RAY BRADBURY. FAHRENHEIT 451

It was good listening to the beetle hum, the sleepy mosquito buzz and delicate filigree murmur of the old man’s voice at first scolding him and then consoling him in the late hour of night as he emerged from the steaming subway toward the firehouse world.

“Pity, Montag, pity. Don’t haggle and nag them; you were so recently one o f them yourself. They are so confident that they will run on for ever. But they won’t run on.

They don’t know that this is all one huge big blazing meteor that makes a pretty fire in space, but that some day it’ll have to hit. They see only the blaze, the pretty fire, as you saw it.

“Montag, old men who stay at home, afraid, tending their peanut-brittle bones, have no right to criticize. Yet you almost killed things at the start. Watch it! I’m with you, remember that. I understand how it happened. I must admit that your blind raging invigorated me. God, how young I felt! But now-I want you to feel old, I want a little of my cowardice to be distilled in you tonight. The next few hours, when you see Captain Beatty, tiptoe round him, let me hear him for you, let me feel the situation out. Survival is our ticket. Forget the poor, silly women ….”

“I made them unhappier than they have been in years, Ithink,” said Montag. “It shocked me to see Mrs. Phelps cry. Maybe they’re right, maybe it’s best not to face things, to run, have fun. I don’t know. I feel guilty–”

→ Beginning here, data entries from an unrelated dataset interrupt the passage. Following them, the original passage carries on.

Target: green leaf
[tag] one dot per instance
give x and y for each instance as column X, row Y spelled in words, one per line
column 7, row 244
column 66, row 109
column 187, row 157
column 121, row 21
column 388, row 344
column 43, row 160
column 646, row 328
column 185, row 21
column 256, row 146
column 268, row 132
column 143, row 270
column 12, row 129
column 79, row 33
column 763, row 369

“No, you mustn’t! If there were no war, if there was peace in the world, I’d say fine, have fun! But, Montag, you mustn’t go back to being just a fireman. All isn’t well with the world.”

Montag perspired.

“Montag, you listening?”

“My feet,” said Montag. “I can’t move them. I feel so damn silly. My feet won’t move!”

“Listen. Easy now,” said the old man gently. “I know, I know. You’re afraid of making mistakes. Don’t be. Mistakes can be profited by. Man, when I was young I shoved my

ignorance in people’s faces. They beat me with sticks. By the time I was forty my blunt instrument had been honed to a fine cutting point for me. If you hide your ignorance, no one will hit you and you’ll never learn. Now, pick up your feet, into the firehouse with you! We’re twins, we’re not alone any more, we’re not separated out in different parlours, with no contact between. If you need help when Beatty pries at you, I’ll be sitting right here in your eardrum making notes!”

Montag felt his right foot, then his left foot, move.

“Old man,” he said, “stay with me.”

The Mechanical Hound was gone. Its kennel was empty and the firehouse stood all about in plaster silence and the orange Salamander slept with its kerosene in its belly and the firethrowers crossed upon its flanks and Montag came in through the silence and touched the brass pole and slid up in the dark air, looking back at the deserted kennel, his heart beating, pausing, beating. Faber was a grey moth asleep in his ear, for the moment.

Beatty stood near the drop-hole waiting, but with his back turned as if he were not waiting.

“Well,” he said to the men playing cards, “here comes a very strange beast which in all tongues is called a fool.”

He put his hand to one side, palm up, for a gift. Montag put the book in it. Without even glancing at the title, Beatty tossed the book into the trash-basket and lit a cigarette. “`Who are a little wise, the best fools be.’ Welcome back, Montag. I hope you’ll be staying, with us, now that your fever is done and your sickness over. Sit in for a hand of poker?”

They sat and the cards were dealt. In Beatty’s sight, Montag felt the guilt of his hands. His fingers were like ferrets that had done some evil and now never rested, always stirred and picked and hid in pockets, moving from under Beatty’s alcohol-flame stare. If Beatty so much as breathed on them, Montag felt that his hands might wither, turn over on their sides, and never be shocked to life again; they would be buried the rest of his life in his coat-sleeves, forgotten. For these were the hands that had acted on their own, no part of him, here was where the conscience first manifested itself to snatch books, dart off with job and Ruth and Willie Shakespeare, and now, in the firehouse, these hands seemed gloved with blood.